While the current solution is robust, several trade-offs were made to balance complexity with the constraints of the challenge.
- Current Approach: The
EventAccumulatorstores all data in memory. - Trade-off: If the user refreshes the page, the historical data is lost.
- Production Solution: In a real-world scenario, we would persist the
aggregated buckets to
IndexedDB(client-side) or a time-series database (server-side) to allow for historical analysis and session restoration.
- Current Approach: CSS Grid and DOM nodes.

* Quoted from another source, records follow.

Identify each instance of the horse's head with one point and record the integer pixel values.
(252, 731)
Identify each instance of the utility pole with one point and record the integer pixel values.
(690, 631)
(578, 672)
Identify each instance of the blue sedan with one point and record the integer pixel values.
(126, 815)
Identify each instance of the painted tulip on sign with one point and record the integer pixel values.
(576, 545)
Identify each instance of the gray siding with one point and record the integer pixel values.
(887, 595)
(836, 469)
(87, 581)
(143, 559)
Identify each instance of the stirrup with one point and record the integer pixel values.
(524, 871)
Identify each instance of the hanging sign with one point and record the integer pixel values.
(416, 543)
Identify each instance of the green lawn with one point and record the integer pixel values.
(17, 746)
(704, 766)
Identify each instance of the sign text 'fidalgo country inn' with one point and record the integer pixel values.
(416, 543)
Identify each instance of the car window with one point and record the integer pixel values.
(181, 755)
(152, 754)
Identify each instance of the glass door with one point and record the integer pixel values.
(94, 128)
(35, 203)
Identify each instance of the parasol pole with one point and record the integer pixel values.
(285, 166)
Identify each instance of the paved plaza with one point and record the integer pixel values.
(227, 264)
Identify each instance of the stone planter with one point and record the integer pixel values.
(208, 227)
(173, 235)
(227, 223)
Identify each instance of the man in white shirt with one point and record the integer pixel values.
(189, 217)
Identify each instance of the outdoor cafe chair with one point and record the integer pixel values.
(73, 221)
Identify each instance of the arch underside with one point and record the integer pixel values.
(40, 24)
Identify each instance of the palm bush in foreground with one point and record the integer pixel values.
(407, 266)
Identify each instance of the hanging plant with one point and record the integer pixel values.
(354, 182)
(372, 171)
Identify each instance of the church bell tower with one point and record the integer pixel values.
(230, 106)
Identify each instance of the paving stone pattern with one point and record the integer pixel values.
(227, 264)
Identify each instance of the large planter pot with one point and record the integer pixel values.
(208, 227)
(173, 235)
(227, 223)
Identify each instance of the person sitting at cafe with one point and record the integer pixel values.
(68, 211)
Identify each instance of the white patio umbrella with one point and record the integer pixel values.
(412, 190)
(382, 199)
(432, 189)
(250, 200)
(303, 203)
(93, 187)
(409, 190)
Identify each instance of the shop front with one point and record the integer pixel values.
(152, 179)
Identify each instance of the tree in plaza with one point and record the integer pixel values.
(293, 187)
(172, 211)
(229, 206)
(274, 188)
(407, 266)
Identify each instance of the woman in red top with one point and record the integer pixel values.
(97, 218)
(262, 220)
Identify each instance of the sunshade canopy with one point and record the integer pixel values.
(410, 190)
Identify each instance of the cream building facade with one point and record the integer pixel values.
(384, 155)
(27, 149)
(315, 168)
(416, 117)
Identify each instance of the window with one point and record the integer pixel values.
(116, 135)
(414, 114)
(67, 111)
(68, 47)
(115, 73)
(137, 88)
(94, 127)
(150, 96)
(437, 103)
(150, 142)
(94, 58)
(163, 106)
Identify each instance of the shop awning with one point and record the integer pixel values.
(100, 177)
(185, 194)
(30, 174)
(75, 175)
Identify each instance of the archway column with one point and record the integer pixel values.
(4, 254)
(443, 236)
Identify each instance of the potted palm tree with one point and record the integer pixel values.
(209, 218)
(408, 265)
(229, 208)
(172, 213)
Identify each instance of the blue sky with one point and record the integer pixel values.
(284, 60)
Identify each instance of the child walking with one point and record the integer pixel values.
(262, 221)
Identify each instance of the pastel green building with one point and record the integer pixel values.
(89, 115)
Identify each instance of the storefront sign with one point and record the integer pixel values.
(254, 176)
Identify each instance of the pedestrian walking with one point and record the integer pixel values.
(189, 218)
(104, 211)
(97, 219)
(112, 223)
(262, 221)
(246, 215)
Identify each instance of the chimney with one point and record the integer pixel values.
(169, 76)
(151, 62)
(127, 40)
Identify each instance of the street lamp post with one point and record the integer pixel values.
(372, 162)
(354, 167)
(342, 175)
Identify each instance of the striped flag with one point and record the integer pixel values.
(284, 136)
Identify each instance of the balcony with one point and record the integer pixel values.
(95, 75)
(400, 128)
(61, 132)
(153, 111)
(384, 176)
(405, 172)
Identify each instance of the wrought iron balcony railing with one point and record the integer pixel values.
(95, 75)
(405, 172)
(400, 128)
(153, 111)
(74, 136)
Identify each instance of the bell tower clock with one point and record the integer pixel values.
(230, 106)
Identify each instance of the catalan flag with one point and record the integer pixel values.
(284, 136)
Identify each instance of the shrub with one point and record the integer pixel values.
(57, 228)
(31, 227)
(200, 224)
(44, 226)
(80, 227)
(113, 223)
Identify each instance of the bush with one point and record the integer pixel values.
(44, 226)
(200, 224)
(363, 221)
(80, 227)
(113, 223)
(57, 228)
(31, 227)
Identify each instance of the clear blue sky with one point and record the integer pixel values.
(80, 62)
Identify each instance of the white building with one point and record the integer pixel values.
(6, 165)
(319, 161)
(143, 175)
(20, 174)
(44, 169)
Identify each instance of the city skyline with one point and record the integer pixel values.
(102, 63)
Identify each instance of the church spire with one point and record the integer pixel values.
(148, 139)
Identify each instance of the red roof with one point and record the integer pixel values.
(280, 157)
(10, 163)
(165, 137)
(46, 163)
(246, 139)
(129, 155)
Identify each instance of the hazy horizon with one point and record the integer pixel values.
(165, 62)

- Trade-off: If the refresh rate were to increase significantly, DOM manipulation could become a bottleneck and canvas would be more efficient.
- Production Solution: For larger datasets, migrating to WebGL (via Three.js) or Canvas would be necessary to maintain high refresh rate.
- Current Approach: Heavy focus on Unit Tests for
packages/core(100% coverage of logic). - Trade-off: E2E tests (Playwright) are minimal.
- Production Solution: Expand E2E coverage to simulate network failures and verify recovery UI flows automatically.
- Node.js 22+
- pnpm 10+
# Clone the repository
git clone https://github.com/edouardmisset/upfluence-coding-challenge.git
# Install dependencies
pnpm install
# Start development server
pnpm devOpen http://localhost:4321/upfluence-coding-challenge/ to view the landing
page.
The core logic is fully unit tested using Vitest.
# Run all tests
pnpm test
# Run linting
pnpm lint
# Run formatting
pnpm formatEdouard Misset
Some code was generated with the help of AI tools (GitHub Copilot) to accelerate development. All code has been reviewed and adjusted by the author to ensure quality and correctness.